マントル深部鉱物(高圧鉱物:ウォズリアイト(ワズレアイト、wadsleyite)、含水ウォズリアイト(hydrous wadsleyite)、リングウッダイト(ringwoodite)、含水リングウッダイト(hydrous
ringwoodite)、ブリッジマナイト(bridgmanite)、メージャライト(majorite)など)を川井型マルチアンビル装置を用いて超高圧合成しています。

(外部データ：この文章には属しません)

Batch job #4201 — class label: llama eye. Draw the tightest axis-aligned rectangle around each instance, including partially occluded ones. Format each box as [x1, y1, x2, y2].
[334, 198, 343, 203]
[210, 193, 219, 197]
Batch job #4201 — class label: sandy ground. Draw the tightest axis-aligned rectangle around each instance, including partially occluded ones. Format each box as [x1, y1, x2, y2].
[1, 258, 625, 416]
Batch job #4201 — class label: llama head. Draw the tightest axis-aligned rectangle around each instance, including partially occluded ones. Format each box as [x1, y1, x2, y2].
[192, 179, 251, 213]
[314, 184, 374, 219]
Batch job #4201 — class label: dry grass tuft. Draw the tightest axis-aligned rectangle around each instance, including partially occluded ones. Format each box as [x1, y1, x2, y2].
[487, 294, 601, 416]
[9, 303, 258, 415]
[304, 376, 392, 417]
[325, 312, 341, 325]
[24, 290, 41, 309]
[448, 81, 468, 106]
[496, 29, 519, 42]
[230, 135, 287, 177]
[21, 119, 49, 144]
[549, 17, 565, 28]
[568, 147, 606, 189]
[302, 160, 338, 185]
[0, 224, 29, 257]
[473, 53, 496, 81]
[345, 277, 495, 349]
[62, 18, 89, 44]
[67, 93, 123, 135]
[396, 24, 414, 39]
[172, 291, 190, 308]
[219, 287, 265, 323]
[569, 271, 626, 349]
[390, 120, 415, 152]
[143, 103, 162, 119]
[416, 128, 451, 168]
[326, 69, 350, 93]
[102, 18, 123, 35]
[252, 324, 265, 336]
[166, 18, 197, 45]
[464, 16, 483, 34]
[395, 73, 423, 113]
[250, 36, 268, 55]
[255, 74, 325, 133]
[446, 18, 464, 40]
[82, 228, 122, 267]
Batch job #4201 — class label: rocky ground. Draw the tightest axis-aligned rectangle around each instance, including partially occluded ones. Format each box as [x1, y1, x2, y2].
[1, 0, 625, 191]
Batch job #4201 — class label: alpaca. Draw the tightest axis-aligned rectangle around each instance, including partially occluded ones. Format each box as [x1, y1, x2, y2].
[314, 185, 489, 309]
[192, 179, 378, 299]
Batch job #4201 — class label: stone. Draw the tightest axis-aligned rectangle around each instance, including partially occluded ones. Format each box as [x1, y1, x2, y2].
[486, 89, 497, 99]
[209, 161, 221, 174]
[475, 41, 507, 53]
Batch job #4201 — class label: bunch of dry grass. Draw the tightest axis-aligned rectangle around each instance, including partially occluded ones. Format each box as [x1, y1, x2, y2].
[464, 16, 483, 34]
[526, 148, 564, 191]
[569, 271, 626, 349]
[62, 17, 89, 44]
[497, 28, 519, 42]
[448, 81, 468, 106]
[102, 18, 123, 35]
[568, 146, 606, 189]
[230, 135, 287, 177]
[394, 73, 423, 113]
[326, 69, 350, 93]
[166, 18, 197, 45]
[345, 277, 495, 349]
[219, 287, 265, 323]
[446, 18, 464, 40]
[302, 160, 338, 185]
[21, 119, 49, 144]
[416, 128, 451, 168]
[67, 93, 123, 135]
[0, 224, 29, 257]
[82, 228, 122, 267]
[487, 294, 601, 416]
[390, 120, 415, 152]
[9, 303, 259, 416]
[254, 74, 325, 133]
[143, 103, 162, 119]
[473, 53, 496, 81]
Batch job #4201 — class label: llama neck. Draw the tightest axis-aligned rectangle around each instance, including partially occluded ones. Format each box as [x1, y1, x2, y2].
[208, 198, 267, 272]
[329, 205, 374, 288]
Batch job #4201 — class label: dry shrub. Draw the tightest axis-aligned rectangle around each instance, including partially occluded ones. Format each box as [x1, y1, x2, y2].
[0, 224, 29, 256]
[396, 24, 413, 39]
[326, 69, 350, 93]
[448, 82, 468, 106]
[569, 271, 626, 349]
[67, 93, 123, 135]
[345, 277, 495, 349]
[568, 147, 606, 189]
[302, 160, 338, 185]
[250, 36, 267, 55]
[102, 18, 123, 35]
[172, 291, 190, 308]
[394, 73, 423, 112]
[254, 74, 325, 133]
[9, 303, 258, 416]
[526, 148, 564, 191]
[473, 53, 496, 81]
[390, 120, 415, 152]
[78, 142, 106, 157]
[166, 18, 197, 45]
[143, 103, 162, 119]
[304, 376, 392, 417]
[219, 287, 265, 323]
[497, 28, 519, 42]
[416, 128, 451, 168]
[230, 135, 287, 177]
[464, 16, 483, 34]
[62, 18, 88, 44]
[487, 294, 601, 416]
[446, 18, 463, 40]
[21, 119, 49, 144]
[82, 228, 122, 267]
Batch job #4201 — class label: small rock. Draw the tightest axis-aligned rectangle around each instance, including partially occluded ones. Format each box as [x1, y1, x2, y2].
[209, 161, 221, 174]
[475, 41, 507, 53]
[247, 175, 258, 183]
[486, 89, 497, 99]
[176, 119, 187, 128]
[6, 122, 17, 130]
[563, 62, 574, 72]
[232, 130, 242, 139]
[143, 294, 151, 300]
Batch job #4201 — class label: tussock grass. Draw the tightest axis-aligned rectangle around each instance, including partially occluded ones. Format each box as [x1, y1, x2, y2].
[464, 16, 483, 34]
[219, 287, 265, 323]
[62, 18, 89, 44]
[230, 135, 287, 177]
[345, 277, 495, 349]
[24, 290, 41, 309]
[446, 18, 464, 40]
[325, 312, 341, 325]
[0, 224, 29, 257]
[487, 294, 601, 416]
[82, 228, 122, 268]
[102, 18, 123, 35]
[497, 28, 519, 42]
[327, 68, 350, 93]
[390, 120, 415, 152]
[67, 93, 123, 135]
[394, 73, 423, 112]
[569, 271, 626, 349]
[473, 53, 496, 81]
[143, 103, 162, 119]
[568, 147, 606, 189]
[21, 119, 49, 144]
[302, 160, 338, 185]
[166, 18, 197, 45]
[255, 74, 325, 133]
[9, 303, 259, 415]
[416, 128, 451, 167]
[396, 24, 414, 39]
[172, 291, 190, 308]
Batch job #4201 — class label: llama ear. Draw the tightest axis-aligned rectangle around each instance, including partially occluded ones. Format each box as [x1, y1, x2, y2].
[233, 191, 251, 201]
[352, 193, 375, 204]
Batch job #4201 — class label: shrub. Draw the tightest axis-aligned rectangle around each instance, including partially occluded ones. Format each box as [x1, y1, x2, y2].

最近、特にウォズリアイト巨大単結晶(~1 mm、Kawazoe et al., 2015)・リングウッダイト巨大単結晶(~0.5 mm)の合成に成功しました。
超高圧合成したマントル深部鉱物を用いて以下の物性を測定しています(共同研究)。
・ 弾性波速度 (ブリュアン散乱測定、超音波測定)
・ 結晶構造 (単結晶X線回折、赤外分光法)
(原子配置、占有率)
・ 原子拡散係数 (拡散実験)
・ 熱伝導率 (サーモリフレクタンス法)
・ レオロジー特性 (変形実験)
・ 相転移のトポタキシーと
元素分配 (透過型電子顕微鏡観察) など
単結晶はマントル深部鉱物の結晶方位に依存した物性(上記の物性すべて)を研究するために重要です。また結晶内部で起きる現象を結晶粒界での現象と区別して研究するためにも重要です(例えば、粘性率、元素拡散、電気伝導度など)。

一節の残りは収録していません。